If your insurance doesn't cover it, cash-pay rates are usually $150-250 per visit.

When you should get an evaluation regardless of symptoms

  • Every birthing parent at 6-8 weeks postpartum.
  • After a c-section, even though you didn't have a vaginal birth (the pelvic floor still bore 9 months of weight, plus surgery affects core function).
  • If you had a difficult delivery — tearing, episiotomy, instrumental delivery (forceps/vacuum), shoulder dystocia.
  • If you had a long pushing phase (>2 hours).
  • If you had a baby over 9 lbs.
  • Before any subsequent pregnancy — pre-pregnancy PT optimization is increasingly common.

The signs that mean "go now, don't wait for 6 weeks"

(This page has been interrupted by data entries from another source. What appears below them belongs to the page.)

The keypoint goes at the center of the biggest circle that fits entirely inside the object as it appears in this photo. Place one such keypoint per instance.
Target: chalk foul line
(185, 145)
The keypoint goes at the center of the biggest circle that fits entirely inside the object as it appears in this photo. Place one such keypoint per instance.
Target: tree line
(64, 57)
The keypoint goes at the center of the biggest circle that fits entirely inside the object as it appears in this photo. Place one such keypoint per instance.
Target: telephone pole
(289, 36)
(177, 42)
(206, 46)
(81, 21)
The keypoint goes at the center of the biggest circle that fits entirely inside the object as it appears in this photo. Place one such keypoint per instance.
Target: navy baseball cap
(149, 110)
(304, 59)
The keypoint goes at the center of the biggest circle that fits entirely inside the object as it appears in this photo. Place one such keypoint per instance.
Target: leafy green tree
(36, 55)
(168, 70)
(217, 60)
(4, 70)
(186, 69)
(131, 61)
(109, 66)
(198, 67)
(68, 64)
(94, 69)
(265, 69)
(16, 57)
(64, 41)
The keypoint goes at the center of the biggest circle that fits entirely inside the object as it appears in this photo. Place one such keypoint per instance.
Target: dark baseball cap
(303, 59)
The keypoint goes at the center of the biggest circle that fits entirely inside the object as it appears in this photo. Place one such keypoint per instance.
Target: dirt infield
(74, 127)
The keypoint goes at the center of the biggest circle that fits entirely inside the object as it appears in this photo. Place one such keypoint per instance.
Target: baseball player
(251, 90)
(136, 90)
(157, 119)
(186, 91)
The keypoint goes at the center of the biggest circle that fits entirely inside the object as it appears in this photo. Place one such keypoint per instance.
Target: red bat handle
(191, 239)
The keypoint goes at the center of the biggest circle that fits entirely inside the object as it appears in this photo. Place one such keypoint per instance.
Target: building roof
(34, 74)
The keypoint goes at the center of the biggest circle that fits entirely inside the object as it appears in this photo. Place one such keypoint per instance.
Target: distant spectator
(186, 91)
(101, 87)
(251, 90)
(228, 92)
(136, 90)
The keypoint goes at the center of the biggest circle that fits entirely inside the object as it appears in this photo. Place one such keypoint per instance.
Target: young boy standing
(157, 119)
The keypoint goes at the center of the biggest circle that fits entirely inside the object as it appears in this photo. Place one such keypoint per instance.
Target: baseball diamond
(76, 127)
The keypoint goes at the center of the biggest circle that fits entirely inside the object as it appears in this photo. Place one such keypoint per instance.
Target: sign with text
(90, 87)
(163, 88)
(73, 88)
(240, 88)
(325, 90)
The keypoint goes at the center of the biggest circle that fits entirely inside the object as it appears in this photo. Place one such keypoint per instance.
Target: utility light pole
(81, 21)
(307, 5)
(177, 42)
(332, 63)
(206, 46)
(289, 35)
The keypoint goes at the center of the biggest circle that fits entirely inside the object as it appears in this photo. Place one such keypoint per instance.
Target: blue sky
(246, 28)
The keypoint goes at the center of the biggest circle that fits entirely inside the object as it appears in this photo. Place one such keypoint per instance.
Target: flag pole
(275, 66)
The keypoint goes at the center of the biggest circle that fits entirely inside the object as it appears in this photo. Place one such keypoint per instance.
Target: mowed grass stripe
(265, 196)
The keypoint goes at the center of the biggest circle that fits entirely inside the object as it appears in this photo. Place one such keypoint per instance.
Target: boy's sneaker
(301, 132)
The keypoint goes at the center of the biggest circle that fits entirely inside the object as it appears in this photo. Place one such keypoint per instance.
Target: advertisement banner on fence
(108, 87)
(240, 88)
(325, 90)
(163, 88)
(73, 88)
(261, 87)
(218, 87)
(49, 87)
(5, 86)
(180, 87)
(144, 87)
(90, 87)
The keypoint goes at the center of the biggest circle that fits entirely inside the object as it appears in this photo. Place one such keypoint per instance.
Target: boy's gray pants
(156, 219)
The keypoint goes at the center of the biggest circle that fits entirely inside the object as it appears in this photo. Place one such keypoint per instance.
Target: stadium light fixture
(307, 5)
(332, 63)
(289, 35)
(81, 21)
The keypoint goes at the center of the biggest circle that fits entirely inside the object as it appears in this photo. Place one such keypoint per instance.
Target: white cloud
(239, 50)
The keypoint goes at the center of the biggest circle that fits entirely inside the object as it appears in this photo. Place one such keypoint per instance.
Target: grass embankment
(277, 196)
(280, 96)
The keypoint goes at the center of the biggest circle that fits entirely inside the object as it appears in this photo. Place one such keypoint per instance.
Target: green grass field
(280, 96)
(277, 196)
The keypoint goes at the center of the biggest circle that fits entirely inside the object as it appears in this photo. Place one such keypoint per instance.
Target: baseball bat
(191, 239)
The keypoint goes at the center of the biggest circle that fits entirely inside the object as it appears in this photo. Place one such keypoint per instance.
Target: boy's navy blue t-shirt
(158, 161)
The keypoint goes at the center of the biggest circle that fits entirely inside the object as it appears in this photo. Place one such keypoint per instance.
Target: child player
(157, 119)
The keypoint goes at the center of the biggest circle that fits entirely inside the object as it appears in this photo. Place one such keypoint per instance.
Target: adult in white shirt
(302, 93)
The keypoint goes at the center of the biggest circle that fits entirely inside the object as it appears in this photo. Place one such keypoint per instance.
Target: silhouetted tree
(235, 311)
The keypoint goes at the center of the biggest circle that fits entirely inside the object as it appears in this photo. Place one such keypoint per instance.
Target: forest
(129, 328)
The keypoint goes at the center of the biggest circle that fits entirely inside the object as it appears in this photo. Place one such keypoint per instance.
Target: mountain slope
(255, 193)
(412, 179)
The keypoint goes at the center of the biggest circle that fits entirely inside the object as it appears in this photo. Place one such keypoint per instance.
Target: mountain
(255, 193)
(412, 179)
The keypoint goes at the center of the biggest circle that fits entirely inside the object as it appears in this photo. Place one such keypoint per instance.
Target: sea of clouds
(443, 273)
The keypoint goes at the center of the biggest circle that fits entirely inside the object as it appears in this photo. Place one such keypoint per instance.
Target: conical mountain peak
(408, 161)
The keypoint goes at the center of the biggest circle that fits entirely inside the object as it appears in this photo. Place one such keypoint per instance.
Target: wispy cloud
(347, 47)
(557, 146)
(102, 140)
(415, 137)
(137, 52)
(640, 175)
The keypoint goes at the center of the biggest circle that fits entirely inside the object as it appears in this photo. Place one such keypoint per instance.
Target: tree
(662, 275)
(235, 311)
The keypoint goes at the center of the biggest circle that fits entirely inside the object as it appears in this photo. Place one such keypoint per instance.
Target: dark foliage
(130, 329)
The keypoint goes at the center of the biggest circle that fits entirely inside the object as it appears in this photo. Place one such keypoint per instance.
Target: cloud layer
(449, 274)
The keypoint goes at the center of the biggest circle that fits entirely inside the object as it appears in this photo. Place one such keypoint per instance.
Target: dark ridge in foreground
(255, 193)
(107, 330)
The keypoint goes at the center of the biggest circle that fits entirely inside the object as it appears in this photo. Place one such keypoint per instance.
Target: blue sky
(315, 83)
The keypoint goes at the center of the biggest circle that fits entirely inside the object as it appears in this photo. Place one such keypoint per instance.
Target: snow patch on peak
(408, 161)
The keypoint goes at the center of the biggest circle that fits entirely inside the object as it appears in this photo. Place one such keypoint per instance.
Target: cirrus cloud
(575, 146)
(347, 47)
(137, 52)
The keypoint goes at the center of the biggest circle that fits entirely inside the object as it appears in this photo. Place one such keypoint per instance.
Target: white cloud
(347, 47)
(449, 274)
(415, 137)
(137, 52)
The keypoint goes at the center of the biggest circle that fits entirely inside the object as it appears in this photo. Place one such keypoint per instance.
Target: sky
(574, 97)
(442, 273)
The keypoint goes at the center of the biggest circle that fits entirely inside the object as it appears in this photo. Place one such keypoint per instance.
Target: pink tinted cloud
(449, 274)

  • Feeling like something is falling out of your vagina.
  • Visible bulge at the vaginal opening when you cough or strain.
  • Heavy bleeding paired with feeling something descend.
  • Loss of bladder or bowel control beyond mild postpartum dribbling.
  • Severe pelvic pain.

These need an OB visit immediately and possibly an urgent PT consult.

The 3-month, 6-month, and 12-month checkpoints

Pelvic floor recovery isn't done at the 6-week visit. It's a process. Plan to:

  • Do your home exercise program daily.
  • Check in with your PT at 3, 6, and 12 months even if you feel good.
  • Don't return to running, jumping, or heavy lifting without PT clearance.
  • Re-evaluate before subsequent pregnancies.

When to call your provider

  • Any of the "go now" signs above.
  • Pelvic pain that's worsening after 2 weeks.
  • Persistent incontinence after 3-4 months postpartum.
  • Painful sex when you've resumed sexual activity.
  • Chronic constipation paired with incomplete emptying.
  • If your OB is dismissing your concerns ("This is normal"). Find a different provider. Pelvic floor problems are common, not normal, and not something you have to live with.